A division bench comprising Justices Vineet Kothari and MS Ramesh before whom arguments prevailed on Friday based on a plea moved by AUM Capital Market Pvt Ltd., a retail investor holding shares in LVB, offered the interim direction after accounting that entire share capital value of LVB shareholders reduced to zero following the merger. However, making it clear that there would be no stay on the amalgamation, the bench directed DBS to create a separate reserve fund as security in its books of account on face value of shares of LVB.
“Completely reducing the shares is not an exercise which has happened in the public domain and the shareholders do not appear to be aware why this is so,” the bench observed . The bench led by Justice Vineet Kothari also noted that the amalgamation seems to have been done in just a week between November 17 and November 25, while keeping the LVB shareholders in the dark.
Appearing for AUM, senior counsel Arvind Datar submitted that there has never been a case where the shareholders’ value has been completely wiped out. He also pointed out that the merger has been done in contravention of Section 45 of the Banking Regulation Act, 1949 and Section 237 of the Companies Act which provides for shareholders of the transferor company to be given corresponding shares and voting rights in the transferee company. Senior advocate PS Raman also appearing for LVB submitted that it was a healthy bank, except for some accumulation of debts and the merger has come about without any reasons being assigned.

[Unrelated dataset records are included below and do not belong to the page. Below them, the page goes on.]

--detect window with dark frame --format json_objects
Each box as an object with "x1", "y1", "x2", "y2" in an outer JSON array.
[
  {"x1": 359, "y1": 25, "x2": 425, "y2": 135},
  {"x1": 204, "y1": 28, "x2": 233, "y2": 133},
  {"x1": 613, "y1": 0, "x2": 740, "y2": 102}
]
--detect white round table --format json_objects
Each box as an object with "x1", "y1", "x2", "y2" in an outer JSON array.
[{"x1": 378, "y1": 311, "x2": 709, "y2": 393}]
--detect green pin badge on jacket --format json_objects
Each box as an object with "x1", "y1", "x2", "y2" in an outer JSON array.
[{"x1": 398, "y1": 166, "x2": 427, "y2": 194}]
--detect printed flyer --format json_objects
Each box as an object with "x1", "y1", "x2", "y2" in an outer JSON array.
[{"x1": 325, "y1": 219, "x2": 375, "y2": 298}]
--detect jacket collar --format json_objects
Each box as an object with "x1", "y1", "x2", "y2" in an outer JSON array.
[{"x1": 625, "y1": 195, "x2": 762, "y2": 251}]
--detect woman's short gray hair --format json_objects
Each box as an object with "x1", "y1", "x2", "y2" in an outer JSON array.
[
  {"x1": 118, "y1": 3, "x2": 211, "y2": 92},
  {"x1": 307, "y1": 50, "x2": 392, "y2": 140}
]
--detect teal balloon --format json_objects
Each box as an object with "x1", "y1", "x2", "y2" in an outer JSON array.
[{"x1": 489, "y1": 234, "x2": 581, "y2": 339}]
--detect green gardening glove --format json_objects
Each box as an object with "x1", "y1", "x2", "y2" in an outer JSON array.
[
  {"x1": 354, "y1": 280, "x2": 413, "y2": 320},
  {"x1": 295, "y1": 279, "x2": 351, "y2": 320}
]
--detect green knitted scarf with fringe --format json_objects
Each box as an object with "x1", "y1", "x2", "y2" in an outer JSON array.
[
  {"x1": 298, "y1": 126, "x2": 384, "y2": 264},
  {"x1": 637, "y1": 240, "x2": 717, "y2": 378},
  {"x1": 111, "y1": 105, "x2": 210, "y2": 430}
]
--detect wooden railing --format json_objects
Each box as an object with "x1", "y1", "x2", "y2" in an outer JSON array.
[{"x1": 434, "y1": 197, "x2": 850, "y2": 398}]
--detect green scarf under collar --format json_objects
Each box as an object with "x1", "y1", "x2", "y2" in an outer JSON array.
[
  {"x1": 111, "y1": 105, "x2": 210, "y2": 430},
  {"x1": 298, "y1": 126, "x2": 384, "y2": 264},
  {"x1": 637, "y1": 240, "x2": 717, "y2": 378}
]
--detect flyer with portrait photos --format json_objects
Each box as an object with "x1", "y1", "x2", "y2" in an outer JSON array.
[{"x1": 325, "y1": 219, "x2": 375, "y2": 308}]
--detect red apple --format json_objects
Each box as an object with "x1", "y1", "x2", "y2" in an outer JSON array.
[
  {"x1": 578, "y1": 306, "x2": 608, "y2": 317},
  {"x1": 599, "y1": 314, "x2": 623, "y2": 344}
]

Senior Advocate ARL Sundaresan appearing for DBS said that once the RBI frames an amalgamation scheme in public interest, DBS Bank enters into it on the premise that old shareholders are not there. “If a stay is granted there would be two sets of shareholders which cannot be serviced by the bank,” he stressed. Advocate Ravi Kadam appearing for RBI said the merger was not sudden and for two years, LVB and its promoters tried to bring different parties to strengthen its financial position.